The research, which polled 1,000 children in England aged eight to 13, coincides with the launch of a powerful new Department of Health advertising campaign aimed at getting loved ones to stop smoking. It features real children, not actors, talking about how concerned they are about their parents’ smoking.
Gillian Merron, Public Health Minister said, “We understand how difficult it is to stop smoking. I hope this new campaign will give mums and dads the encouragement they need to realise they can do it with help from the NHS, and support from their children.
”You are four times more likely to quit if you use the free NHS stop smoking service. The facts are clear – every week 2,000 people die from smoking-related diseases, which has a devastating effect on children’s lives’.
Key findings include:
Almost all (96 per cent) children with a smoking parent wish that they would quit.
Nine out of ten children surveyed have never tried a cigarette, with 91 per cent of these believing that they will never try one.
Nearly two-thirds (64 per cent) of children whose parents smoke would rather their parents quit smoking than give them more pocket money.
More than nine out of ten children think that older people who smoke don’t look cool.
One in four children (27 per cent) believes that smoking could be extinct by 2030.
This emerging picture of the first “Smokefree Generation” is backed up by the latest Information Centre statistics on tobacco which show that regular smoking among 11 to 15 year olds has halved since its peak in the mid 1990s.
The majority of children are clear on the risks of smoking, with nine out of ten (87 per cent) children polled believing that people smoking around them is damaging to their health, and three quarters (76 per cent) recognising that it increases the likelihood of developing cancer.
Deborah Arnott, chief executive, Action on Smoking Health (ASH) said,
“These powerful new adverts are about tapping into emotions that children of smoking parents are experiencing on a day to day basis. This campaign gives smokers a clear incentive as to why they should quit and a clear guide as to how they should do so – using free local NHS support”.
Children are increasingly worried about the impact smoking has on family life, with four out of 10 indicating they have at least one parent who smoke, with half (51 per cent) doing so in the home and a third (35 per cent) doing so in the car.
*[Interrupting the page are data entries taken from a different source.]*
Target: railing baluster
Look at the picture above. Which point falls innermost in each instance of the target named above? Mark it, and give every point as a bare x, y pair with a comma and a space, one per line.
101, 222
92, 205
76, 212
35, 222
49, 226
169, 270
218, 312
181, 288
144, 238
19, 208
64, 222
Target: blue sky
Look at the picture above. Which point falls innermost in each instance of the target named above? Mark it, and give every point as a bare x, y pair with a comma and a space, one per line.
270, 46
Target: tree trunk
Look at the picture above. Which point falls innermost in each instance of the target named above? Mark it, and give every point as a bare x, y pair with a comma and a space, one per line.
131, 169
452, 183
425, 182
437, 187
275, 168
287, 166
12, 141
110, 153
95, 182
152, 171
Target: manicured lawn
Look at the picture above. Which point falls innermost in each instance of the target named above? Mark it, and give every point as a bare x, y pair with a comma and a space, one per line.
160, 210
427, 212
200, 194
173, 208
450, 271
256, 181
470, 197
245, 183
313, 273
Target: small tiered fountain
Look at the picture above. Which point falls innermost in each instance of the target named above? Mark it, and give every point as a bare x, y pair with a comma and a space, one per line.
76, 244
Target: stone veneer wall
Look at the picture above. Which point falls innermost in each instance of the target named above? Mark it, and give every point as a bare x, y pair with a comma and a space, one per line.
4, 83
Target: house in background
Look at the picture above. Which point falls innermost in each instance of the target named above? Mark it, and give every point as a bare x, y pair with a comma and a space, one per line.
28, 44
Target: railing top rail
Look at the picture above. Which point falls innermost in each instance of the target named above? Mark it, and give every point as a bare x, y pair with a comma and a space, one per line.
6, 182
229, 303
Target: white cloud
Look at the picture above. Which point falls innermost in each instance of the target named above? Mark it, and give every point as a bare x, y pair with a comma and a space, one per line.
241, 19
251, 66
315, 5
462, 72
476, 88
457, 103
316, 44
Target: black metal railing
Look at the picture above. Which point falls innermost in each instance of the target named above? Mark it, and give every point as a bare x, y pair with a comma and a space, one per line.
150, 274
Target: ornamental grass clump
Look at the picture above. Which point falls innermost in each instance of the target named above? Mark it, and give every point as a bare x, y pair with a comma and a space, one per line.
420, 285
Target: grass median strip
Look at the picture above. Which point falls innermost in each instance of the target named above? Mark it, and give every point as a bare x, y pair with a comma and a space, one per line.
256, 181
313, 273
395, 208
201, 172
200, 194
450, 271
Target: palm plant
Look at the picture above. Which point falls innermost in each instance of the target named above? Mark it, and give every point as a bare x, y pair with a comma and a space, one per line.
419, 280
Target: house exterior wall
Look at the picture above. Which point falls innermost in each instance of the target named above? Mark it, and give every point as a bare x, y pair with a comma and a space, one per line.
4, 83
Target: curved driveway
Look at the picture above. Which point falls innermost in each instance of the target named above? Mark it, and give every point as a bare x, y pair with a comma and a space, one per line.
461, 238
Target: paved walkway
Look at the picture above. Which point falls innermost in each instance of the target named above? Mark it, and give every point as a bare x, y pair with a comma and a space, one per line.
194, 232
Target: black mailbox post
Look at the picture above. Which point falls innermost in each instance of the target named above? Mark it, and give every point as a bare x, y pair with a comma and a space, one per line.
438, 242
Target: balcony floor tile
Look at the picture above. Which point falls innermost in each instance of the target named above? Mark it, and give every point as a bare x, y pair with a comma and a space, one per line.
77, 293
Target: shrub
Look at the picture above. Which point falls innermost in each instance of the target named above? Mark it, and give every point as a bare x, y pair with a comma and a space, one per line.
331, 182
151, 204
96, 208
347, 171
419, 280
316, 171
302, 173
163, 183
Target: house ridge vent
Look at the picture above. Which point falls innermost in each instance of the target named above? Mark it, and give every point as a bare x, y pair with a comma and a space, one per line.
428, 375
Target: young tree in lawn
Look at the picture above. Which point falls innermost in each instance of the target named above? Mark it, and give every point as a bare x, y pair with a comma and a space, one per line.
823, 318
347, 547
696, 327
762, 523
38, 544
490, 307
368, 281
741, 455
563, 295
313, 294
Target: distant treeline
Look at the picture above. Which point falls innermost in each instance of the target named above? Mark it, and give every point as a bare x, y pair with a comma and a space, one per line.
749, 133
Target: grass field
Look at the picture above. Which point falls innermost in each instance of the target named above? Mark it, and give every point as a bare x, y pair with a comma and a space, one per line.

A further three quarters (76 per cent of children whose parents smoke in the car are concerned about damage to their health.
Children polled felt that the main benefit to being brought up in a smokefree environment was the improved health of the family (84 per cent), a more pleasant living environment (71 per cent) and improved family finances (69 per cent).
Kath Luxton, Local NHS Stop Smoking Adviser from West Sussex PCT said, “We work with lots of families to help parents stop smoking in a way that suits them best. This could be one-to-one sessions at a time or place that suits, group sessions for moral support or prescribing nicotine replacement to help them through those tough first few weeks. All our families who’ve been successful tell us that our help and support was invaluable in helping them give up smoking for good”.